Observable Markov models (or just Markov models/chains) are kind of scary by default, who's Markov, what's observable, and why do I care? To make matters worse most textbooks start with a technical definition and some lambdas and letters for good measure. When in reality the concept is simple and acts as a building block for a number of sequential classifiers.

All Markov models are based around one simplifying assumption that a guy named Markov posited over a hundred years ago: what if the chance of the next event depended on only the previous event (or a set amount of previous events). This is a simplifying assumption, because in most cases it's just not true, the real world is far more complex than that. So why even bother then? Because this assumption makes it possible for us to simulate and predict events efficiently with data we can actually collect.

So what sort of events can we predict with Markov models? The classic textbook example is weather. Imagine we're predicting weather in Rochester and decide to bucket the weather into two possible states: cloudy and raining.
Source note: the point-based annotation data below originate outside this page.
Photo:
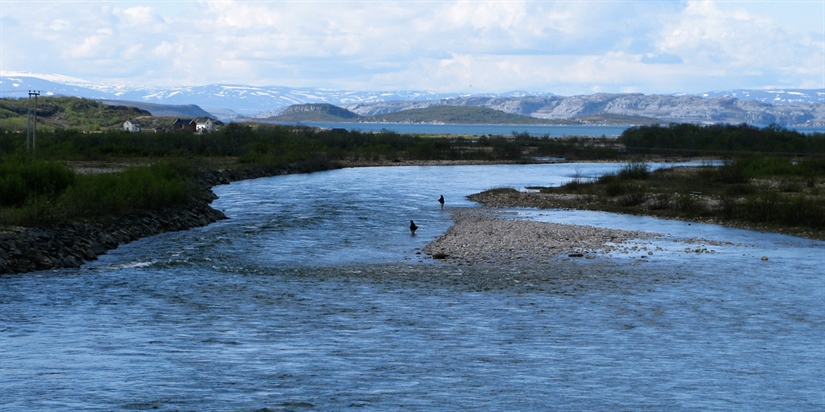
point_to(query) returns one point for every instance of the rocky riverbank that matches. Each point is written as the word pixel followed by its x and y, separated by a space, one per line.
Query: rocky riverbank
pixel 29 249
pixel 482 236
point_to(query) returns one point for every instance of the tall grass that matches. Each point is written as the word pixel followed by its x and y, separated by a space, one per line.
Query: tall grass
pixel 79 196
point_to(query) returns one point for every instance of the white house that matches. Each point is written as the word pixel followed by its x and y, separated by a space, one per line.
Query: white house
pixel 132 126
pixel 204 124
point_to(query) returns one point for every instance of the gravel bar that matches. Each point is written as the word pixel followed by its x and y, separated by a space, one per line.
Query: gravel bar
pixel 482 236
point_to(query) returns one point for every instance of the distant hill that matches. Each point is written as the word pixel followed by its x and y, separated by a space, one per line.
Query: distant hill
pixel 163 110
pixel 441 114
pixel 786 107
pixel 88 114
pixel 84 114
pixel 318 112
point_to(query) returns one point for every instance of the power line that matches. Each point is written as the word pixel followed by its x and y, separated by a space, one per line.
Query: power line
pixel 31 126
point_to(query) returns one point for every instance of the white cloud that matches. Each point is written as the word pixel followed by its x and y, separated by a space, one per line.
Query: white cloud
pixel 566 47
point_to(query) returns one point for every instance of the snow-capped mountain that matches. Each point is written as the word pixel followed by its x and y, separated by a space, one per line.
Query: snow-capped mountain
pixel 793 107
pixel 223 100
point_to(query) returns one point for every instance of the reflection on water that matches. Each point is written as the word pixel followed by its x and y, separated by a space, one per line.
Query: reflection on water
pixel 313 296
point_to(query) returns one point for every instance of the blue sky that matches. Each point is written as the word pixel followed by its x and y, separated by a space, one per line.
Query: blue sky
pixel 563 47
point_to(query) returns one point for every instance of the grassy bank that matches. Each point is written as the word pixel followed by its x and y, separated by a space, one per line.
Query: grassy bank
pixel 753 192
pixel 34 193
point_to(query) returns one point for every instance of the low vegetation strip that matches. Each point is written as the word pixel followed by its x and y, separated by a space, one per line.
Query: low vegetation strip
pixel 754 193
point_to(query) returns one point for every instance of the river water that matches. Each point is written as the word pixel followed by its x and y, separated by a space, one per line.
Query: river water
pixel 314 296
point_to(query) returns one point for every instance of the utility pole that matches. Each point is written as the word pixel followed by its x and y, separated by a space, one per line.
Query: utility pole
pixel 31 126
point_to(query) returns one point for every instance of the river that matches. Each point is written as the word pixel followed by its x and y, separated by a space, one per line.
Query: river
pixel 313 295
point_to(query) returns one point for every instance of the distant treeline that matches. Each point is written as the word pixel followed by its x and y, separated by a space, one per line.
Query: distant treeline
pixel 38 188
pixel 257 144
pixel 722 140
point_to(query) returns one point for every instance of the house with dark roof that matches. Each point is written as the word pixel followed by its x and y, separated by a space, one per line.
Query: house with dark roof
pixel 132 126
pixel 184 124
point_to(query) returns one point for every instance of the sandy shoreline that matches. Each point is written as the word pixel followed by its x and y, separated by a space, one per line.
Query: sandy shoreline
pixel 482 236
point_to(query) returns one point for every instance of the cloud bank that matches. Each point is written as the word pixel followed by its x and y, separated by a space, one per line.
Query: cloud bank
pixel 564 47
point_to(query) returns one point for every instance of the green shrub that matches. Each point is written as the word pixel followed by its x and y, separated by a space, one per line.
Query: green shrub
pixel 634 171
pixel 634 195
pixel 21 181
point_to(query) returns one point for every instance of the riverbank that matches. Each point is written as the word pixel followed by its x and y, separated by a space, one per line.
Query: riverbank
pixel 482 236
pixel 69 245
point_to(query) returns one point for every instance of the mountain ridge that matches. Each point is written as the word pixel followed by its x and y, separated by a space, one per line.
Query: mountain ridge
pixel 787 107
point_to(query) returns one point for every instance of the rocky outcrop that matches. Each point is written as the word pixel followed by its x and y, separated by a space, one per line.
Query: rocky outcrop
pixel 29 249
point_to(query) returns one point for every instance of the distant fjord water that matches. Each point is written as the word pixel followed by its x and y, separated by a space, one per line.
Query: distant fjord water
pixel 491 129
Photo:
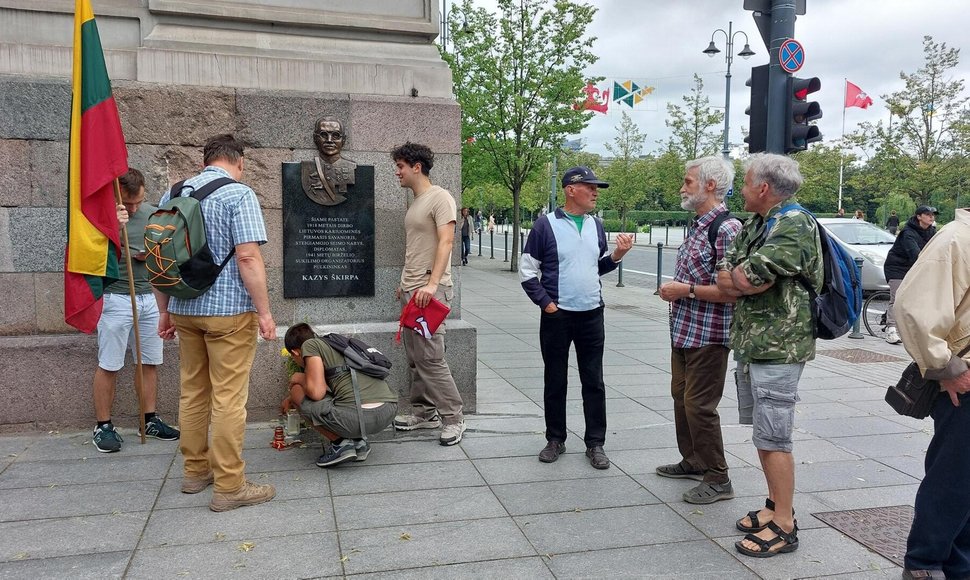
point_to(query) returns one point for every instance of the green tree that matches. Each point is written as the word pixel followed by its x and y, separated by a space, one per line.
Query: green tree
pixel 627 172
pixel 516 76
pixel 693 126
pixel 820 166
pixel 922 150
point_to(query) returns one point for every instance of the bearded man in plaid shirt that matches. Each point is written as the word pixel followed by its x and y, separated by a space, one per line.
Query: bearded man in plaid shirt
pixel 700 324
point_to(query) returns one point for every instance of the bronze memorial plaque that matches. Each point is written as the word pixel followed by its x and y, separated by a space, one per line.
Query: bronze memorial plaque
pixel 328 222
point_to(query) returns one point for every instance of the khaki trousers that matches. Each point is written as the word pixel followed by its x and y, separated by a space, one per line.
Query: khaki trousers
pixel 696 384
pixel 216 355
pixel 432 386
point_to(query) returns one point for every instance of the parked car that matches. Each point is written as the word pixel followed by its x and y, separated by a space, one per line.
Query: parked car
pixel 863 239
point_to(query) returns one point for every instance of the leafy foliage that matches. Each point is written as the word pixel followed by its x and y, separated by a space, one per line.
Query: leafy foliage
pixel 517 75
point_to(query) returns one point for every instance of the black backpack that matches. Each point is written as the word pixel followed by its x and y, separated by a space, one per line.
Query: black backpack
pixel 179 261
pixel 713 229
pixel 358 355
pixel 836 308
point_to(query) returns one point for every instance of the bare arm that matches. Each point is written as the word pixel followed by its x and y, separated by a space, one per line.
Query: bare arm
pixel 253 272
pixel 708 293
pixel 446 239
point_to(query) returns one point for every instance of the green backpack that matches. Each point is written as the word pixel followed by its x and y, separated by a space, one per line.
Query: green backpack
pixel 178 258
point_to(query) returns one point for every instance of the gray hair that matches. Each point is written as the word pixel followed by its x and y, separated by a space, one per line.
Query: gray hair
pixel 778 171
pixel 716 169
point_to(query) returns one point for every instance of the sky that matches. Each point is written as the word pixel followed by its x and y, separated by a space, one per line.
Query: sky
pixel 869 42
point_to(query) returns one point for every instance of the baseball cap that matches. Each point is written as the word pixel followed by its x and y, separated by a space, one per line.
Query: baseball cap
pixel 581 174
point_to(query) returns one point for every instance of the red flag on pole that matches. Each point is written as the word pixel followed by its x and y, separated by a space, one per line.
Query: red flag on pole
pixel 856 97
pixel 97 157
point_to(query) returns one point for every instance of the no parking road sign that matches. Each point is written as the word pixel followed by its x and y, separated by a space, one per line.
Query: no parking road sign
pixel 791 55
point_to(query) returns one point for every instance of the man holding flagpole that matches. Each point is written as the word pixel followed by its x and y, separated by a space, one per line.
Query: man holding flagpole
pixel 116 331
pixel 854 97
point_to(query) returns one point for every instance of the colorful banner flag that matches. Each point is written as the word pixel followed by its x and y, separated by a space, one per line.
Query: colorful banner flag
pixel 856 97
pixel 629 93
pixel 593 100
pixel 97 157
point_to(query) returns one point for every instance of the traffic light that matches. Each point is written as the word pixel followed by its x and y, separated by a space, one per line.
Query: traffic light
pixel 798 133
pixel 758 110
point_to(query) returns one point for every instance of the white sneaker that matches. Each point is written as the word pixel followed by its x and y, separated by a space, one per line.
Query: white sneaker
pixel 451 434
pixel 892 337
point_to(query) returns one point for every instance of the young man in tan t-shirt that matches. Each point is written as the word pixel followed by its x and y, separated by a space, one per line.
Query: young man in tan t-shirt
pixel 429 228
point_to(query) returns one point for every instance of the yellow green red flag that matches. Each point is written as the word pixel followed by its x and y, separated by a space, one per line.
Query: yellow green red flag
pixel 97 157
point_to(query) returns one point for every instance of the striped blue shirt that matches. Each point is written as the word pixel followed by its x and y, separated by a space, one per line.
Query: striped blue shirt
pixel 563 265
pixel 232 217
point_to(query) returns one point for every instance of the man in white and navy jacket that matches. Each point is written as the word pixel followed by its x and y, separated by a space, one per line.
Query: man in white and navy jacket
pixel 564 257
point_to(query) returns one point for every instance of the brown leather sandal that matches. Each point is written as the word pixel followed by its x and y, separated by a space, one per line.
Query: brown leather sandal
pixel 756 526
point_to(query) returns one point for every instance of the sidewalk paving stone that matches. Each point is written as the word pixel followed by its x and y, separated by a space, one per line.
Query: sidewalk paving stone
pixel 76 567
pixel 572 494
pixel 598 529
pixel 103 468
pixel 401 547
pixel 405 508
pixel 59 501
pixel 699 560
pixel 354 479
pixel 257 557
pixel 53 537
pixel 529 568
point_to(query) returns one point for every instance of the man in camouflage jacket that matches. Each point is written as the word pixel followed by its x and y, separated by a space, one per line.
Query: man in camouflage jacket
pixel 772 334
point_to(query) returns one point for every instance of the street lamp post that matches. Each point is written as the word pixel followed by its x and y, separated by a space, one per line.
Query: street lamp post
pixel 746 52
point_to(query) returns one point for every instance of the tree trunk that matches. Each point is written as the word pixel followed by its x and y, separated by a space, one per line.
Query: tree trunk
pixel 514 257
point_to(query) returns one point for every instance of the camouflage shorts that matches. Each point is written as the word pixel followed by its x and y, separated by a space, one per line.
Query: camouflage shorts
pixel 766 399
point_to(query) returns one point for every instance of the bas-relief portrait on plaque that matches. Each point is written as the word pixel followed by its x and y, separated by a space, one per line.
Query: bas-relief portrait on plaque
pixel 328 221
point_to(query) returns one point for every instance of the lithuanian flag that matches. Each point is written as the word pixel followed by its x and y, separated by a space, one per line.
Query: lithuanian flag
pixel 97 157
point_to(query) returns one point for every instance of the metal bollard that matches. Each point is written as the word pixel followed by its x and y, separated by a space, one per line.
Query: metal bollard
pixel 855 326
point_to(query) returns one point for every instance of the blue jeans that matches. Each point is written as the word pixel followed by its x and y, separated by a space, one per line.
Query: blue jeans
pixel 940 536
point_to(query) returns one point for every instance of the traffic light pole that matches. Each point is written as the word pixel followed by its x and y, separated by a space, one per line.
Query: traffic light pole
pixel 782 28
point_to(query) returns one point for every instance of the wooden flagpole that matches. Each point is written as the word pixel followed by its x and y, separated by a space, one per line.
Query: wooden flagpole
pixel 139 376
pixel 845 87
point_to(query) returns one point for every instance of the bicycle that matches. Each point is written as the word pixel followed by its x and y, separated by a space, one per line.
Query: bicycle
pixel 874 312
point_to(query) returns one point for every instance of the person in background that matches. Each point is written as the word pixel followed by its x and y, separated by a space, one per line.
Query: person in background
pixel 933 310
pixel 116 333
pixel 560 271
pixel 892 222
pixel 917 231
pixel 700 328
pixel 217 334
pixel 429 229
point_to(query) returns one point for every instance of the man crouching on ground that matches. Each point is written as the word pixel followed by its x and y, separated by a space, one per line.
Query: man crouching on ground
pixel 324 394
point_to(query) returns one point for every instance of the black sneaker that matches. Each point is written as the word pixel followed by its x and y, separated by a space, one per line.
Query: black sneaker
pixel 340 451
pixel 106 439
pixel 160 430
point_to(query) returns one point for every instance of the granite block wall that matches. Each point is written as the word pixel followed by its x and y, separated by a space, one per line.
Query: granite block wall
pixel 165 127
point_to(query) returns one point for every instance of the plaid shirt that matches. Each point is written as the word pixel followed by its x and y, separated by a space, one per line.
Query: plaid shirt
pixel 232 217
pixel 695 323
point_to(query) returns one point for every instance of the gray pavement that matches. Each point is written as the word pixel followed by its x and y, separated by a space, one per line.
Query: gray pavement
pixel 485 508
We might look through the weather data in aggregate and find that there is a 50/50 chance of rain vs. clouds and decide that the best simulation we could make of the Rochester weather was effectively a coin toss: heads for rain, tails for clouds.

However, with a Markov model we can actually do better. By looking at the order of weather events in our data we uncover the fact that weather is sort of 'sticky', i.e. when raining its more likely to stay raining than to change and vice versa. This is exactly the sort of information that can be encoded in a Markov model. Simply by increasing the probability of rainy \(\rightarrow\) rainy and cloudy \(\rightarrow\) cloudy and suddenly the model's performance improves over the old coin toss approach. Obviously, this is a contrived example, but Markov models are used all around you in the real world as well, from the autocomplete on your phone to Google's PageRank algorithm.

Instructions

Each node in the graph below represents a state and each link represents the probability of transitioning from one node to the next. These correlate with the cells in the transition matrix, which represent the probability of going from the row node to the column node. Note that outgoing paths (rows) sum to 1, but that no such restriction is placed on columns.

Use and buttons to change the number of states
Use the button to change states based on the transition matrix
Adjust the probabilities for each link by typing a number between 0 and 1 into the box or use the up and down arrows beside it
Drag and drop the nodes around to moves them around within the force layout

This transition matrix shows the probability of going from one state (rows) to another (columns).

You might be wondering why I call these 'observable' Markov models. It's to emphasize that all the states are not hidden. For example finding out the whether its rainy or cloudy is something that can usually be automatically measured. A powerful extension built on top of Markov models can be used to predict hidden states based on what can be observed. For example using the weather (observable) to predict ice cream sales (hidden) or converting raw speech sound waves (observable) to text (hidden). But that's another visualization for another day.